10 Strategies for Improving Customer Payments
Left to their own devices, customers will often pay on their own terms if allowed to do so. It’s about convenience within their payment cycle. Therefore, it’s up to you to enforce your payment terms.
It’s a little easier with new customers. Strict terms established at the very beginning, before any bad late paying habits are formed, are easier to establish. Take the time you need to clearly outline your terms with your customer point-by-point before they receive their first invoice from you. Give them an opportunity to ask questions and clarify.
Once their first order is shipped, follow up. Make sure they received their goods or services as expected. Ask if they received the invoice and if everything is correct. If they miss their first payment due date, call them immediately. Your sales team can help to reinforce your terms, too. When everyone is on the same page, cash flows more smoothly.
Existing customers can pose a bigger challenge. If payment patterns have become a bit of a free-for-all, you’ll want to employ the following strategies to get things back in line. None of these can be done all at one time. Take on each one with attention to detail.
1. Perform Segmentation Analysis
Break receivables into segments: Size, distribution channel, industry, volume, terms, etc. From there you can spot slow payers within the segment from the prompt payers. What differentiates one group from another? How many late payers do you have and what’s their impact on your business?

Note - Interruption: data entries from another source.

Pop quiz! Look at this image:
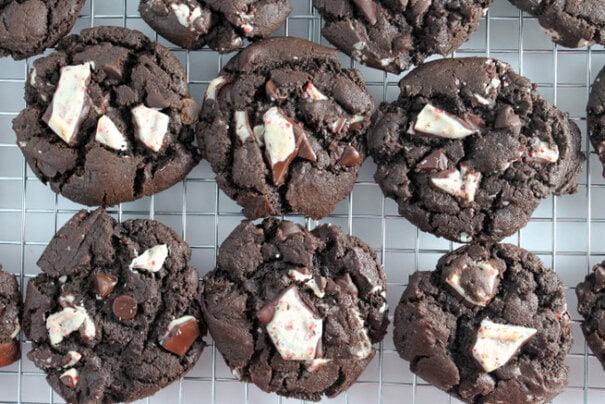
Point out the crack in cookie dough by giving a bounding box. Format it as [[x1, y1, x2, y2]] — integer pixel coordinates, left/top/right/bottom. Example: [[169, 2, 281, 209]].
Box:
[[509, 0, 605, 48], [368, 58, 585, 242], [393, 244, 572, 403], [23, 209, 206, 403], [202, 219, 388, 401], [13, 27, 199, 206], [313, 0, 491, 74], [197, 38, 373, 219], [0, 0, 85, 60], [139, 0, 292, 53]]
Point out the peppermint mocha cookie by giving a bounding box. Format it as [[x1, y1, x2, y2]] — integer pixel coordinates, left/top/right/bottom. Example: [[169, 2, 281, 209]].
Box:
[[0, 0, 85, 60], [23, 209, 206, 403], [394, 244, 572, 404], [197, 38, 373, 219], [139, 0, 292, 53], [368, 58, 585, 242], [509, 0, 605, 48], [576, 262, 605, 369], [313, 0, 491, 73], [0, 265, 23, 368], [587, 67, 605, 175], [13, 27, 199, 205], [202, 219, 388, 401]]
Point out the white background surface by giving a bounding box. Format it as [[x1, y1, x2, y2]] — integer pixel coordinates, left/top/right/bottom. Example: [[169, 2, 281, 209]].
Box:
[[0, 0, 605, 404]]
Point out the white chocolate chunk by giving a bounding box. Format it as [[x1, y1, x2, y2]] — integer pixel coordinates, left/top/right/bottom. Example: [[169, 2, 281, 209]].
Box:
[[446, 261, 498, 307], [95, 116, 128, 151], [128, 244, 168, 273], [267, 287, 323, 361], [46, 306, 96, 346], [235, 111, 254, 143], [305, 82, 328, 101], [205, 76, 227, 100], [170, 3, 202, 30], [473, 318, 538, 373], [63, 351, 82, 368], [414, 104, 477, 139], [349, 308, 372, 359], [528, 138, 559, 163], [263, 107, 296, 167], [48, 62, 94, 143], [431, 166, 481, 202], [132, 105, 170, 152]]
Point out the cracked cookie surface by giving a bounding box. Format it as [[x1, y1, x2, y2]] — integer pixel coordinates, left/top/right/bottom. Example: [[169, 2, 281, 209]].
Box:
[[368, 58, 585, 242], [13, 27, 199, 206], [23, 209, 206, 403], [394, 244, 572, 403], [313, 0, 491, 73], [202, 219, 388, 401], [0, 265, 23, 368], [0, 0, 85, 60], [576, 262, 605, 369], [139, 0, 292, 53], [197, 38, 373, 219], [587, 67, 605, 176], [509, 0, 605, 48]]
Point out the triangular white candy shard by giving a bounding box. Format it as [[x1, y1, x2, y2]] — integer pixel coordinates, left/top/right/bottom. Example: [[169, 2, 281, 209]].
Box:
[[414, 104, 478, 139], [267, 287, 323, 361], [48, 62, 94, 143], [473, 318, 538, 373], [128, 244, 168, 272], [95, 116, 128, 151], [132, 105, 170, 152]]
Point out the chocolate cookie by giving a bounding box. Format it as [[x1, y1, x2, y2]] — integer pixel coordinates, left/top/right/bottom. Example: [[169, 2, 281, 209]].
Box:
[[197, 38, 373, 219], [313, 0, 491, 73], [13, 27, 199, 205], [576, 261, 605, 369], [368, 58, 585, 242], [394, 244, 572, 404], [139, 0, 292, 53], [0, 265, 23, 368], [587, 67, 605, 176], [23, 209, 206, 403], [0, 0, 85, 60], [509, 0, 605, 48], [202, 219, 388, 401]]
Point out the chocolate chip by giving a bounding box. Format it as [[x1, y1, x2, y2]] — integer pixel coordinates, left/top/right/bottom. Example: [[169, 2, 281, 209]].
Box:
[[0, 340, 21, 368], [415, 149, 447, 172], [111, 295, 138, 320], [353, 0, 377, 25], [338, 146, 361, 167], [265, 80, 288, 101], [494, 105, 523, 132], [160, 316, 200, 357], [94, 273, 118, 297]]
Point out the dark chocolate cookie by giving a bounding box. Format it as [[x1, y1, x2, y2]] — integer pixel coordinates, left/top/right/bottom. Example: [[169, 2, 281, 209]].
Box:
[[0, 0, 85, 60], [0, 265, 23, 368], [394, 244, 572, 404], [576, 261, 605, 369], [139, 0, 292, 53], [202, 219, 388, 401], [509, 0, 605, 48], [23, 209, 206, 403], [313, 0, 491, 73], [197, 38, 373, 219], [368, 58, 585, 242], [587, 67, 605, 176], [13, 27, 199, 206]]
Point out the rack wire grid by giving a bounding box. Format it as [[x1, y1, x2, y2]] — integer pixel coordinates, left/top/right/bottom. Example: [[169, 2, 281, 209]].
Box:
[[0, 0, 605, 404]]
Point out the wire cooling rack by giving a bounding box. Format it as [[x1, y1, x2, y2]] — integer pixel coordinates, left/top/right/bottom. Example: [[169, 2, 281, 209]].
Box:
[[0, 0, 605, 404]]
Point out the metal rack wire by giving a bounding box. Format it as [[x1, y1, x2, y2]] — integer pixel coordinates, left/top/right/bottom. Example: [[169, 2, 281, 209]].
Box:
[[0, 0, 605, 404]]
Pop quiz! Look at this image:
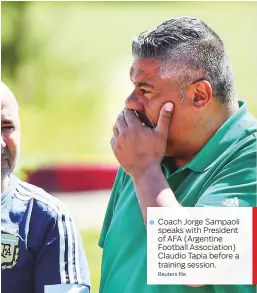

Compare large business to the small ones. Take a look at each segment to evaluate how they pay on average. Which ones are below average? Stand one segment against another to evaluate commonalities. This may unveil a surprisingly high number of late pays and maybe even the reasons why they routinely pay late.
2. Educate Your Staff and Customers: Credit Policy 101
Teach your sales team well so they will educate your customers with accurate information. Anyone involved in customer relations needs to have a thorough and complete understanding of your policies.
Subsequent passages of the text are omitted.